Rodzice mają uniwersalne prawo do edukowania swoich dzieci. A jednak nauczanie domowe jest w Niemczech zabronione, a Austria grozi rodzinom zabieraniem ich dzieci. W Szwecji obrazowa edukacja seksualna jest obowiązująca dla dzieci. To także tam 11-latka ma prawo przejść dwie aborcje bez zgody rodziców.

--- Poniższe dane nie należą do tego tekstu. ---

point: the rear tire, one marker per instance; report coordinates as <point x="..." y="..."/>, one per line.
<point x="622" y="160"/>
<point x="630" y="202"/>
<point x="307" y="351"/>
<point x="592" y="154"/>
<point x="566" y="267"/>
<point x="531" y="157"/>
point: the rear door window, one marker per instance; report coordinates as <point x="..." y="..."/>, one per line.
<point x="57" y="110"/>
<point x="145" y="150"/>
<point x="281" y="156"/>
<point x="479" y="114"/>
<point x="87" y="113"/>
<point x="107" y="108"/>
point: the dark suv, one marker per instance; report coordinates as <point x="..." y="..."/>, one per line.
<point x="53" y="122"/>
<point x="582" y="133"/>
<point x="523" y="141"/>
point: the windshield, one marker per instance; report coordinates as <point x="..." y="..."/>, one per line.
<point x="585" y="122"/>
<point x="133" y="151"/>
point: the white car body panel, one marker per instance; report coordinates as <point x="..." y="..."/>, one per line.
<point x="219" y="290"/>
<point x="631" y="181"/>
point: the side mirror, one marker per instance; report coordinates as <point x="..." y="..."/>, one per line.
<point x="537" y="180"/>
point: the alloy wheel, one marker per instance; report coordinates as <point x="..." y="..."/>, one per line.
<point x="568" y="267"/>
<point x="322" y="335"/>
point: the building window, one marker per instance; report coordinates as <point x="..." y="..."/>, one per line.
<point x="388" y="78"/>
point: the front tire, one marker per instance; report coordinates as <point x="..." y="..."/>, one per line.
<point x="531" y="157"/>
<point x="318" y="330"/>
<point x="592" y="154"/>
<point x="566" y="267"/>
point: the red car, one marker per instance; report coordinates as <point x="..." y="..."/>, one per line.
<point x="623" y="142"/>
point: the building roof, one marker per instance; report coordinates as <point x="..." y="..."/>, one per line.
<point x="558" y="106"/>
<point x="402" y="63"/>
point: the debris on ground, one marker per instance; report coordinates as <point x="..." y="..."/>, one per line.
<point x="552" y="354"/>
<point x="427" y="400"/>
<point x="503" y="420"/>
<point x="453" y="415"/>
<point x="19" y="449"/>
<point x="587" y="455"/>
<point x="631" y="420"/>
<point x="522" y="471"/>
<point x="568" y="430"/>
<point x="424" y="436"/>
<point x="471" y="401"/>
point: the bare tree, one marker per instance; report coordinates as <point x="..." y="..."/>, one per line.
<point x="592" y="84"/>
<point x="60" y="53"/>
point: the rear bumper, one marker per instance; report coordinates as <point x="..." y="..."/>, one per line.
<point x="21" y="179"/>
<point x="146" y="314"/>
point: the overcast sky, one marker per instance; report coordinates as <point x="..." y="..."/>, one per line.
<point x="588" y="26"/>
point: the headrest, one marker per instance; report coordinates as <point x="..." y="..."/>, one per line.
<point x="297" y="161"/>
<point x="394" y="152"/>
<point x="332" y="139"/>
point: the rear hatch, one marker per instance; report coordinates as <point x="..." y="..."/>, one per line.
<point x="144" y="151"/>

W raporcie przypuszcza się, że te prawa hodują wrogi klimat, który czyni ataki na Chrześcijan bezkarnymi.
Artysta w Słowenii podpalił krzyż - tego samego czynu dopuścił się 10 lat wcześniej, ale został uniewinniony. Księgarnię katolicką we Francji dewastowano 26 razy, co nie doczekało się odpowiedzi ani służb publicznych ani mediów. PZPN zaliczył krzyże i Biblię w poczet "rasistowskich i ksenofobicznych materiałów".
We Francji, 84% wandalizmu dotyczyło ośrodków chrześcijańskich. Jedno z miast w Hiszpanii za krytykę homoseksualnego stylu życia, zakazało biskupowi uczestnictwa w oficjalnych wydarzeniach.
- Chrześcijanie nie proszą o specjalne traktowanie - powiedział Gary Streeter, członek brytyjskiego parlamentu, "ale chcemy zapewnienia wszystkim równych szans i równej przestrzeni dla szczerze wyznawanych przekonań w naszym prawie i społeczeństwie".